Chapitre 18 – Partie 2

Mara courait avec frénésie. À la manière de ses semblables, elle fusait, ramassée sur elle-même, mains au sol. Ses jambes passaient devant, la propulsaient dans les escaliers du phare. Ses pieds nus frappaient la pierre froide et humide ; la dresseuse avait ôté ses bottines. Ses larges vêtements de cuir souple en revanche lui conféraient l’aisance nécessaire à de grandes enjambées. Elle se ruait jusqu’en bas, impassible face à l’interminable spirale qui défilait sous elle. La rampe accompagnait sa course. Les étroites fenêtres que le crépuscule colorait d’un orange flamboyant défilaient sur sa gauche. Puis, une première porte surgit à sa droite, une deuxième, une troisième et enfin, la plus grande, la dernière, celle qui donnait sur le rez-de-chaussée. Quelques lampes égayaient ce hall circulaire où l’on stockait cordages, outils, cages et filets de pêche. L’iode y flattait les narines ; des poissons roulés dans la saumure s’accumulaient dans des tonneaux grands ouverts. D’autres séchaient pendus la tête en bas aux poutres rafistolées qui s’entremêlaient au point d’en camoufler la voûte. Au centre de la pièce, une impeccable et large colonne d’ébène traversait le bâtiment tout entier, comme l’échine immuable où reposait au point culminant la tête pensante : le colombier et sa lanterne. Toute la structure granitique posée bloc par bloc s’appuyait au tuteur, l’enveloppait parfois jusqu’à s’y confondre comme une seule et même roche.
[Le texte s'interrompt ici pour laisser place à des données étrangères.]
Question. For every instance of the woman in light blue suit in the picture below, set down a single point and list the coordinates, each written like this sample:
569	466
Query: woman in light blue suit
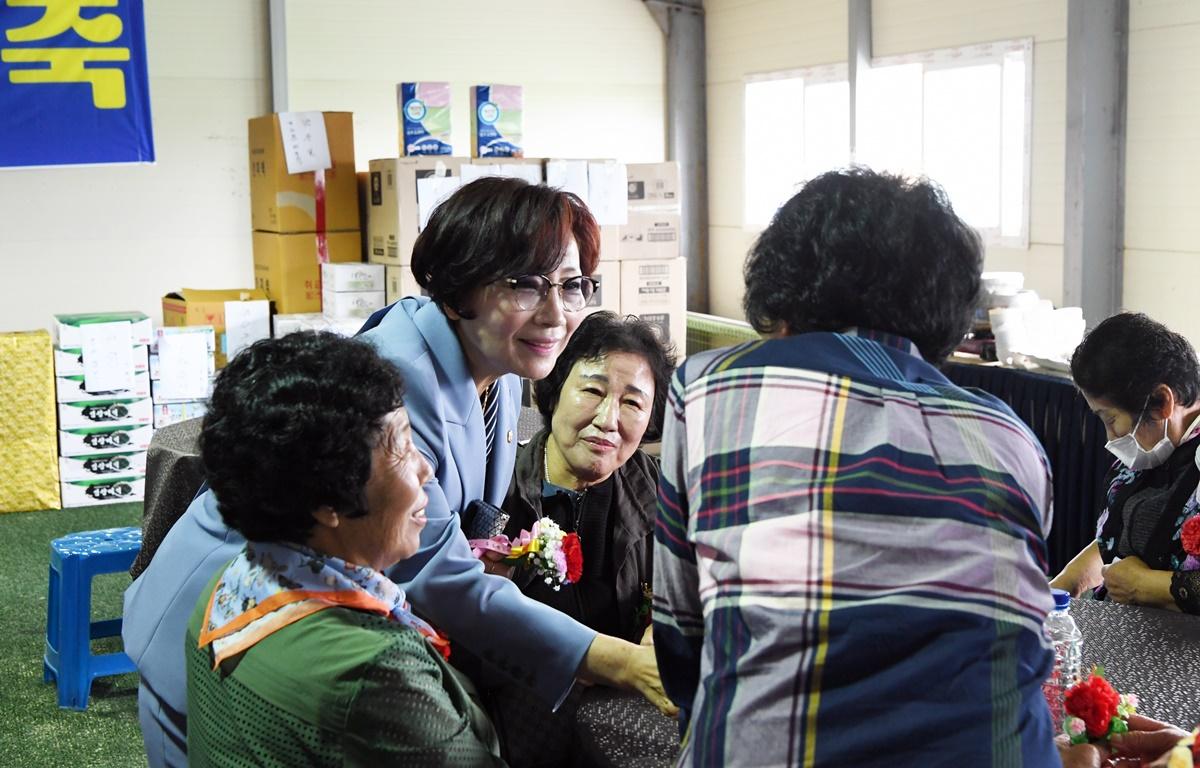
505	264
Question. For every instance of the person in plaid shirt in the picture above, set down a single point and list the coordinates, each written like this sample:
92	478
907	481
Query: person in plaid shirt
850	551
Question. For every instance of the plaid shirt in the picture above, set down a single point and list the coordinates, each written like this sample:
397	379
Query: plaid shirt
850	562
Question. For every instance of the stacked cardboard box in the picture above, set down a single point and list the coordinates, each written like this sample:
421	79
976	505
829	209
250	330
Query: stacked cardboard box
30	477
233	327
653	275
352	291
301	220
102	388
183	369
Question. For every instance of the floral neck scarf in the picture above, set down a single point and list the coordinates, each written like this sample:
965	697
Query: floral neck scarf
271	585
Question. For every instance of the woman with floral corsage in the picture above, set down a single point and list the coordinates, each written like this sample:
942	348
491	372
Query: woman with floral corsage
301	651
587	473
1143	381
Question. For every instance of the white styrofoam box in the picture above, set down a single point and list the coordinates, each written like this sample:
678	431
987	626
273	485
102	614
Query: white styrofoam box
166	414
100	467
70	361
69	336
351	304
69	389
657	291
343	276
107	491
105	441
105	413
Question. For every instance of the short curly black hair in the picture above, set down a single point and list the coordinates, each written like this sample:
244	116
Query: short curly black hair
598	335
499	227
292	426
1128	355
861	249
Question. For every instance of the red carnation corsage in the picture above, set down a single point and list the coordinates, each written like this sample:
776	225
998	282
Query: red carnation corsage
1095	709
1191	539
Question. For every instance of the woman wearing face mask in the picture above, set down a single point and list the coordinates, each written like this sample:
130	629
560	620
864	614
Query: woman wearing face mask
1144	382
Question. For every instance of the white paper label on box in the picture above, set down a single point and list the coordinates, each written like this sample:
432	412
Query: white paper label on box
526	172
184	366
107	357
569	175
607	193
305	143
246	322
431	192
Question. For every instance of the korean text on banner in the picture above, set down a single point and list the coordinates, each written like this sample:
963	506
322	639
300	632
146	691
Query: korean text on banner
73	84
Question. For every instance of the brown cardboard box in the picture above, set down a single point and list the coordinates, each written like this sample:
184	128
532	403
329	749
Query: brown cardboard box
649	234
283	202
286	267
393	208
653	185
607	295
657	291
191	306
28	429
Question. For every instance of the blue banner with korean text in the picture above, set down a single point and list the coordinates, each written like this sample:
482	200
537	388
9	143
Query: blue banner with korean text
73	84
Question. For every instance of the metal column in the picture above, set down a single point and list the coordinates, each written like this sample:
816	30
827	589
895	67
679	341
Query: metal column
683	23
858	61
279	27
1093	233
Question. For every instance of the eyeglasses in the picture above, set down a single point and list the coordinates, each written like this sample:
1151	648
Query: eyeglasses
531	291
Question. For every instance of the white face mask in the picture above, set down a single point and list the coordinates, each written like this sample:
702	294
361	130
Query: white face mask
1133	455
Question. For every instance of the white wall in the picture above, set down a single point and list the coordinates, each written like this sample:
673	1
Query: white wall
763	35
118	238
1162	259
593	72
743	37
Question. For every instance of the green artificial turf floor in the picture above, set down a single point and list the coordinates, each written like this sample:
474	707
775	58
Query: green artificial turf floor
33	730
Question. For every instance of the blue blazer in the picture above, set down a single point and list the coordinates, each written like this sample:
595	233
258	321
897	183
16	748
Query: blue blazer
533	643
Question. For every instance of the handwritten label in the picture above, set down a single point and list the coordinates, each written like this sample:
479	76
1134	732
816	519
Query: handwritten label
107	357
569	175
246	322
183	366
305	143
607	192
431	192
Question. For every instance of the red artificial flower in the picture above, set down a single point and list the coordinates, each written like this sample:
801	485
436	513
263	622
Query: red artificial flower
574	557
1191	535
1095	702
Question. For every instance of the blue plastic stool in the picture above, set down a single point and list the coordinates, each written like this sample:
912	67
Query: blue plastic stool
75	559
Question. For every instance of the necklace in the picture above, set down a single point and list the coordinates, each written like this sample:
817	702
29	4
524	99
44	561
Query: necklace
575	497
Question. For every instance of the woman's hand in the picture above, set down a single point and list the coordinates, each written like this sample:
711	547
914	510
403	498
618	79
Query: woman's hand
1131	581
1147	739
624	665
493	564
1083	573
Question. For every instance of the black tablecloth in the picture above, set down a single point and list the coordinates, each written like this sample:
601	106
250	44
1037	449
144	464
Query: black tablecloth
1152	653
622	730
1149	652
1073	439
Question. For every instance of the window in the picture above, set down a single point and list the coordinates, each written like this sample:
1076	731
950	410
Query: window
960	117
797	125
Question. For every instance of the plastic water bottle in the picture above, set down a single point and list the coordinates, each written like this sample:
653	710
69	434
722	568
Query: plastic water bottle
1068	655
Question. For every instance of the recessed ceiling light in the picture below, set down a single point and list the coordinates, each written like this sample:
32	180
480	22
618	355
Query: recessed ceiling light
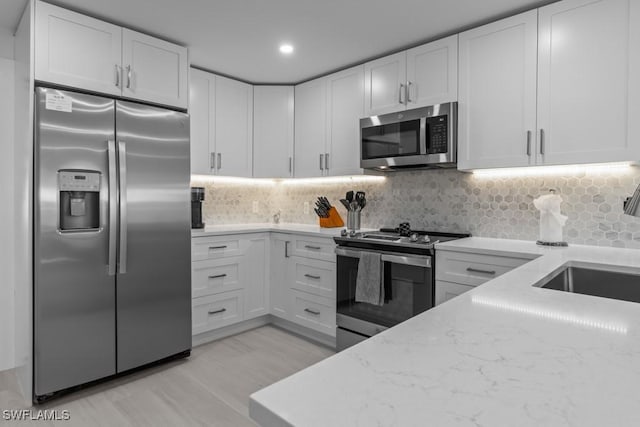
287	49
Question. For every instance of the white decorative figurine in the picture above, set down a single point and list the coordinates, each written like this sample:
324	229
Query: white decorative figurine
551	220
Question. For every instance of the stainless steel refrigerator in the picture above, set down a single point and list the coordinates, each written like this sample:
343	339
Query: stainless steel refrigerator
112	251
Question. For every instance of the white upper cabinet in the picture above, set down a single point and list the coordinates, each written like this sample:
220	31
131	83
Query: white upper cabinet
310	128
202	117
577	103
154	70
221	112
233	127
432	73
497	93
273	131
418	77
385	81
327	124
75	50
345	101
584	81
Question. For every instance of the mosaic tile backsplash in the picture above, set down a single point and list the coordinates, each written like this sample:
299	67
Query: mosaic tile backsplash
448	200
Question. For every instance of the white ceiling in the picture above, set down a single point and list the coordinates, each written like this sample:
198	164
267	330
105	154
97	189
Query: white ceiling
240	38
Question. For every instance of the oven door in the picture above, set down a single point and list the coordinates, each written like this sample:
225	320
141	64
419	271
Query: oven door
408	283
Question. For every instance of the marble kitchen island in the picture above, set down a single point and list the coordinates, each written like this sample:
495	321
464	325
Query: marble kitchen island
504	354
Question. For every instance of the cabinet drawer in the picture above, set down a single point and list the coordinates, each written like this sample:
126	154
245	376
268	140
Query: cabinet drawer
215	247
473	269
315	277
314	312
315	248
215	276
216	311
446	290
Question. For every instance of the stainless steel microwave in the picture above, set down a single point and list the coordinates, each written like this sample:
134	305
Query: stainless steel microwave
420	138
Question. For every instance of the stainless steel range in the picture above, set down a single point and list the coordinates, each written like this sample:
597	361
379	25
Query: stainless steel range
397	269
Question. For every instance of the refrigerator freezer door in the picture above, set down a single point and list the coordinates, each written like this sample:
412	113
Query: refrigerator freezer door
154	291
74	296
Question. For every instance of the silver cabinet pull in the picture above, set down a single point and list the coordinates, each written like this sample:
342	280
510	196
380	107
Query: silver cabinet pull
122	166
218	247
128	76
117	75
113	208
478	270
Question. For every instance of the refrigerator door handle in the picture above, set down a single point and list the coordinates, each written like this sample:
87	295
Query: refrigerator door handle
122	165
113	208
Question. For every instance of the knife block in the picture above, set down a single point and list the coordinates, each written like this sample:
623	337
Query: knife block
334	219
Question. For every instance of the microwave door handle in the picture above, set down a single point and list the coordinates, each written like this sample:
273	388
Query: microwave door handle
423	135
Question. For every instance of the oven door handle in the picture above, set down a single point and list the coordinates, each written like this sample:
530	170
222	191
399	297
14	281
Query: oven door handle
404	259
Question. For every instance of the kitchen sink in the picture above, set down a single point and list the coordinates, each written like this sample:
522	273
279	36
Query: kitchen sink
596	280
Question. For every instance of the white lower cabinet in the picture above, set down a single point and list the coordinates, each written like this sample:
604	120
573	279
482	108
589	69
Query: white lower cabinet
215	311
314	312
459	272
228	280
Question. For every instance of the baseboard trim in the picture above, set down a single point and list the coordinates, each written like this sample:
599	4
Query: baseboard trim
269	319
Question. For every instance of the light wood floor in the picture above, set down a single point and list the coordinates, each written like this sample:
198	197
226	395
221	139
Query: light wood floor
211	388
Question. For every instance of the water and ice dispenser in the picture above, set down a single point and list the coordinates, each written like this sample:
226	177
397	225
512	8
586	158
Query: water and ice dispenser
79	200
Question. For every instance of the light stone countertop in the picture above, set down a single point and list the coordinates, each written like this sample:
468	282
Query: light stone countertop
305	229
504	354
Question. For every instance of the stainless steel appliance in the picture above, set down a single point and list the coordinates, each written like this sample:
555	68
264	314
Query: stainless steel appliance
408	266
424	137
112	288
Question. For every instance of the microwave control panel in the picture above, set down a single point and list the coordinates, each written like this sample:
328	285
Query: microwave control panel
437	134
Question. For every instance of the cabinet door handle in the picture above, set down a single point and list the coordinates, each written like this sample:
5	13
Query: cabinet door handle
128	76
117	75
478	270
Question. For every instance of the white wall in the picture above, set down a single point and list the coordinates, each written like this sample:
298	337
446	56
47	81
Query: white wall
7	336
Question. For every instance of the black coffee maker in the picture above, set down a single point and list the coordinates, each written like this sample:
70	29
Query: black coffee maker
197	197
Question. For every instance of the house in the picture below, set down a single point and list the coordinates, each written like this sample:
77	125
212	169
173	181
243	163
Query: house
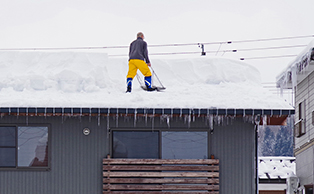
299	76
64	113
274	173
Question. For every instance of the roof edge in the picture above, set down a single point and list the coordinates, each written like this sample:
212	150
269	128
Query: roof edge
152	111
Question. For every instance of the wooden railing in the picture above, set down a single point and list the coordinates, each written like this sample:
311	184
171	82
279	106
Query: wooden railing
156	176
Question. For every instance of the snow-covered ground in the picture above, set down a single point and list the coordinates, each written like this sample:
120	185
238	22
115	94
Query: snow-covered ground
276	166
80	79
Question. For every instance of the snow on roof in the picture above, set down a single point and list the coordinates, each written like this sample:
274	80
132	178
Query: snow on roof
297	69
80	79
276	167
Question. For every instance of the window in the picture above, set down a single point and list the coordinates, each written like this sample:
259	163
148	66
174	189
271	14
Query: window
135	144
23	147
160	144
184	145
300	125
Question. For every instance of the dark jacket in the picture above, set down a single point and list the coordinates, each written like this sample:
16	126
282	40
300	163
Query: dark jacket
138	50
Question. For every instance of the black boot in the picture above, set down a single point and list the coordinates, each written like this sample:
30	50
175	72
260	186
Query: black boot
128	89
149	89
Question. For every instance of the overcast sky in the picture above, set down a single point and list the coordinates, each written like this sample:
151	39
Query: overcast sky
77	23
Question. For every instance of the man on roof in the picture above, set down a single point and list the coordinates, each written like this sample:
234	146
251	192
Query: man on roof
138	59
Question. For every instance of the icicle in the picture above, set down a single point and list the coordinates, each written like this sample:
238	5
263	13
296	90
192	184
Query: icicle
108	125
90	114
264	121
98	117
153	120
168	122
135	118
211	122
117	120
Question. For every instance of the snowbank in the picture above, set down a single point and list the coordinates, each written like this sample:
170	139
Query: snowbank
275	167
79	79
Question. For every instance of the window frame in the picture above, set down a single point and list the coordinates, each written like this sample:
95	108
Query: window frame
28	168
159	137
300	125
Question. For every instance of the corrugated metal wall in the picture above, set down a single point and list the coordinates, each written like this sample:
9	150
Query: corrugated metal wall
234	146
76	159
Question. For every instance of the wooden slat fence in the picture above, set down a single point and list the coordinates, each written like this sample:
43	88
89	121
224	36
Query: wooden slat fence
156	176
Affalé là, un Humain décrépi roupillait sur un tabouret, une cuillère à la main. Lorsque la Véloce lui passa devant, il ouvrit à peine les yeux, se gratta le ventre avec son ustensile et la héla avant de sombrer aussitôt dans un sommeil profond. Sa tête tremblotait. Elle reposait sur la soufflerie, une machinerie à pistons prévue pour la transmission des messages d’un étage à l’autre. À cette heure-ci, le mécanisme toussaillait à cadence réduite et le crépitement du poêle à charbon berçait les lieux. Juste avant que Mara ne se décide à quitter son poste, Hewan lui avait proposé de glisser leurs prévisions dans les tubes postaux ; elle avait refusé. La nouvelle, elle l’annoncerait en personne à Walhdar, leur dirigeant. Elle ne pouvait pas confier cette tâche à York, le réceptionniste ensommeillé ; il manquait cruellement de réactivité.